Since I can feed the machine learning pipeline with fresh data anytime (dataset with millions of blacklisted and whitelisted domains and subdomains aka FQDNs), I planned to build a model to predict badness score for new submitted FQDNs (1 to 100 where 1 is 100% safe and 100 is 100% bad) like example.com, suspicious-website.com or doqwindwoi2342.dwirh29r32.cc .
I then started by using a subset of the entire dataset (50000 total items instead of millions).
Afterthat I built a simple ensemble pipeline to find the most accurate method for training and inference. I tested the most popular and easy-to-implement methods in this context like RandomForest, GradientBoosting, ExtraTrees, LogisticRegression and SVC:
classifiers = {
"RandomForest": RandomForestClassifier(random_state=42),
"GradientBoosting": GradientBoostingClassifier(random_state=42),
"ExtraTrees": ExtraTreesClassifier(random_state=42),
"LogisticRegression": LogisticRegression(random_state=42, max_iter=2000),
"SVC": SVC(probability=True, random_state=42)
}
performing RandomSearch instead of GridSearch:
random_search = RandomizedSearchCV(clf, params[name], n_iter=20, cv=5, scoring='f1_macro', verbose=1, n_jobs=-1, random_state=42)

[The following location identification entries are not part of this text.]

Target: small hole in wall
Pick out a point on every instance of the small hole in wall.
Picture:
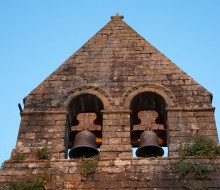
(164, 148)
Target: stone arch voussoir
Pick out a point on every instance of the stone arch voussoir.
(101, 94)
(168, 96)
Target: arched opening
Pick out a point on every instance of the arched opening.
(148, 113)
(85, 114)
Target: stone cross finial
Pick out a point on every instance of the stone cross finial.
(117, 16)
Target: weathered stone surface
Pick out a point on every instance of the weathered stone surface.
(116, 74)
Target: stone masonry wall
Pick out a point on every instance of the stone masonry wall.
(137, 173)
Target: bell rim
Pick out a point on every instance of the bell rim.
(159, 148)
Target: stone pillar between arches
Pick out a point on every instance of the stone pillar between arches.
(116, 141)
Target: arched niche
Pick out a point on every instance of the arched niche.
(85, 114)
(148, 111)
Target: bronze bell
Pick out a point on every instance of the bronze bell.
(84, 145)
(149, 146)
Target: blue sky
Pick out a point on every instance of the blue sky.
(38, 36)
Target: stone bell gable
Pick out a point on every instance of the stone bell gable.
(117, 86)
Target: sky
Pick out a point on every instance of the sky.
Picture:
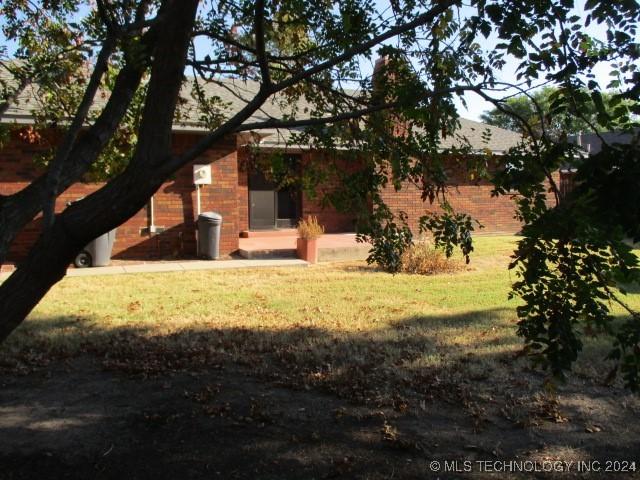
(475, 106)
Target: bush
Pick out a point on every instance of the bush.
(310, 228)
(424, 259)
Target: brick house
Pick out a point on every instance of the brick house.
(246, 200)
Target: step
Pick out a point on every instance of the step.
(267, 253)
(281, 232)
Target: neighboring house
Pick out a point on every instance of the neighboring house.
(591, 143)
(246, 200)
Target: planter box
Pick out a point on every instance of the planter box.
(308, 250)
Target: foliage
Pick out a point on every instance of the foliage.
(450, 230)
(536, 108)
(389, 241)
(423, 259)
(309, 228)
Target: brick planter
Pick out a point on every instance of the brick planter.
(307, 250)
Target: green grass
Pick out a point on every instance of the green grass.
(327, 323)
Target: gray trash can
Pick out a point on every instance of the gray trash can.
(209, 226)
(98, 252)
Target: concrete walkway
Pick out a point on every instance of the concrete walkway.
(186, 266)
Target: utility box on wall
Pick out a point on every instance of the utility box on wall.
(202, 174)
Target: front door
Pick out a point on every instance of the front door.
(270, 207)
(262, 202)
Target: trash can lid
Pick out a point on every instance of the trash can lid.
(211, 217)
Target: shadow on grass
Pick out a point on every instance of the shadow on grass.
(299, 402)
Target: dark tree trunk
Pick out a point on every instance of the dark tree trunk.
(122, 197)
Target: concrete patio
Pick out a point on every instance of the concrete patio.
(282, 244)
(179, 266)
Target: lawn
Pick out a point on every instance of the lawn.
(406, 346)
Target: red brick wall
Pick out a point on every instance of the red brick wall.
(496, 214)
(332, 220)
(326, 214)
(243, 189)
(175, 203)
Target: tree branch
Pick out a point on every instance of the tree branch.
(261, 54)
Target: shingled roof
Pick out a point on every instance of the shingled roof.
(236, 93)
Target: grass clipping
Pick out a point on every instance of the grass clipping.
(310, 229)
(423, 258)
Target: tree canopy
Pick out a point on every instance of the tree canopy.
(140, 56)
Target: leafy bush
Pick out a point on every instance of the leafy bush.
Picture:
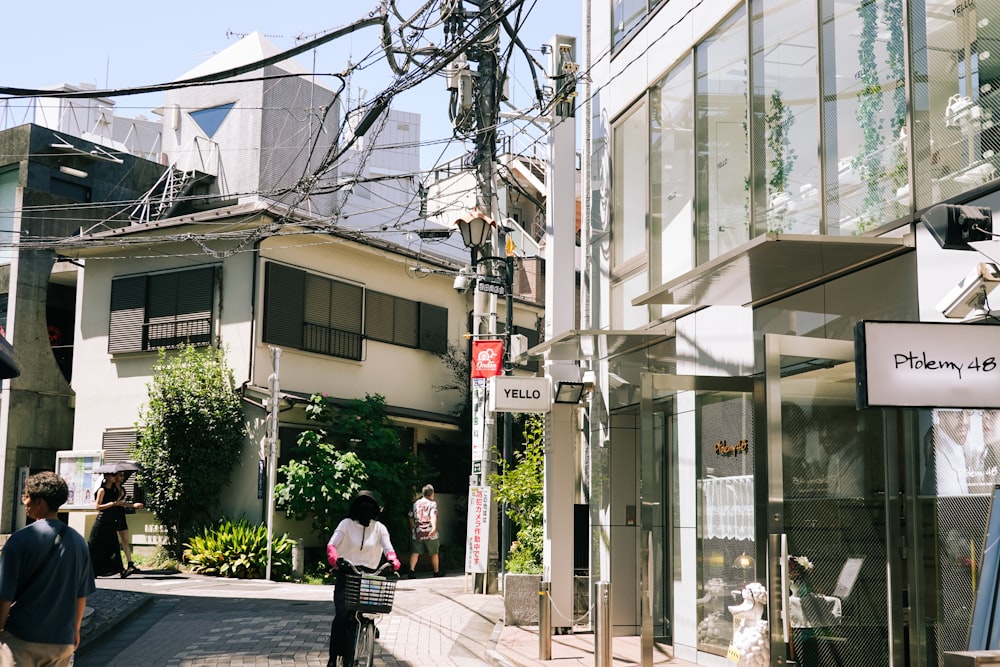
(353, 447)
(521, 490)
(238, 550)
(525, 556)
(190, 436)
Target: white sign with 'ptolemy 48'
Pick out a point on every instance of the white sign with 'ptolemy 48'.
(922, 364)
(508, 393)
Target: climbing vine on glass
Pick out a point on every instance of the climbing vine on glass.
(521, 490)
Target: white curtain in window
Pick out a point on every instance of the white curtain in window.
(728, 506)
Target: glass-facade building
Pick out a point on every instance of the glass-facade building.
(760, 176)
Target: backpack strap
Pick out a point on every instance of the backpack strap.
(25, 583)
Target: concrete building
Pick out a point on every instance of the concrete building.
(272, 228)
(764, 177)
(52, 185)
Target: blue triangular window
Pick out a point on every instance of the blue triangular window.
(209, 120)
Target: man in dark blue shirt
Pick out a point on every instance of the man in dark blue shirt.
(45, 578)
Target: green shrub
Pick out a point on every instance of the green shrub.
(238, 550)
(525, 555)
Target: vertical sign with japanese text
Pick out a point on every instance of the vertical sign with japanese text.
(479, 415)
(478, 530)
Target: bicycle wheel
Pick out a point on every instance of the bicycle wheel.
(364, 651)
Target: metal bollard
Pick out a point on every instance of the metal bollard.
(602, 631)
(544, 621)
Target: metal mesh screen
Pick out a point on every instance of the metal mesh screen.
(835, 517)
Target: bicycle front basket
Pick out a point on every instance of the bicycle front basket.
(368, 593)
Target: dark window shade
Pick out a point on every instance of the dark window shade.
(161, 310)
(179, 308)
(379, 316)
(407, 322)
(284, 293)
(317, 300)
(116, 446)
(347, 305)
(128, 314)
(433, 328)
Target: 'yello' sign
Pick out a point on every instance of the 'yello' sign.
(508, 393)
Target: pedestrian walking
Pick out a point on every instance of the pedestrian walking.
(45, 578)
(423, 531)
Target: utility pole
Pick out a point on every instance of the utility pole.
(474, 114)
(563, 424)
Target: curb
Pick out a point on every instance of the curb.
(109, 609)
(494, 657)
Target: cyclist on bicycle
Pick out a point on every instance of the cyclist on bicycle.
(360, 539)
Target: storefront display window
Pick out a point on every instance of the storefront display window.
(959, 457)
(958, 150)
(726, 512)
(722, 165)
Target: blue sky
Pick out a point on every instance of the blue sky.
(119, 44)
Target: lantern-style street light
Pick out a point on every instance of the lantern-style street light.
(477, 231)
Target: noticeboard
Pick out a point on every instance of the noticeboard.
(77, 468)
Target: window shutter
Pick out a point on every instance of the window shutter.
(284, 289)
(433, 328)
(346, 310)
(379, 316)
(128, 314)
(317, 300)
(406, 330)
(179, 307)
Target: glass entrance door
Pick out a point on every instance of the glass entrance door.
(829, 549)
(696, 476)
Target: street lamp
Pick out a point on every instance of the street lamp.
(477, 231)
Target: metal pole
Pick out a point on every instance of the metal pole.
(602, 633)
(272, 453)
(544, 621)
(508, 418)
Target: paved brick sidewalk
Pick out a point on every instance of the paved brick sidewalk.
(188, 621)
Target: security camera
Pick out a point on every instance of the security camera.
(462, 283)
(972, 293)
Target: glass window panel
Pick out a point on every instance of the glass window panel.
(726, 512)
(723, 162)
(671, 174)
(959, 106)
(623, 314)
(865, 142)
(785, 111)
(628, 237)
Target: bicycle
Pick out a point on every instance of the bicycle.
(366, 595)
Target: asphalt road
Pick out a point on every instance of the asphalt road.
(182, 620)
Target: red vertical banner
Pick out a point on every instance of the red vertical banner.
(487, 358)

random_search.fit(X_res, y_res)
by using all of the following parameters (I'm running this project on a Dell R620 48 cores, 128GB ram, no GPU server):
params = {
"RandomForest": {'n_estimators': sp_randint(100, 500), 'max_depth': sp_randint(10, 50), 'min_samples_split': sp_randint(2, 11)},
"GradientBoosting": {'n_estimators': sp_randint(100, 300), 'learning_rate': uniform(0.01, 0.2), 'max_depth': sp_randint(3, 10)},
"ExtraTrees": {'n_estimators': sp_randint(100, 500), 'max_depth': sp_randint(10, 50), 'min_samples_split': sp_randint(2, 11)},
"LogisticRegression": {'C': uniform(0.01, 100), 'solver': ['newton-cg', 'lbfgs', 'liblinear', 'sag', 'saga']},
"SVC": {'C': uniform(0.1, 10), 'kernel': ['linear', 'rbf', 'poly']}
}
to find the most suitable approach. I then focus on the elected approach to increase accuracy.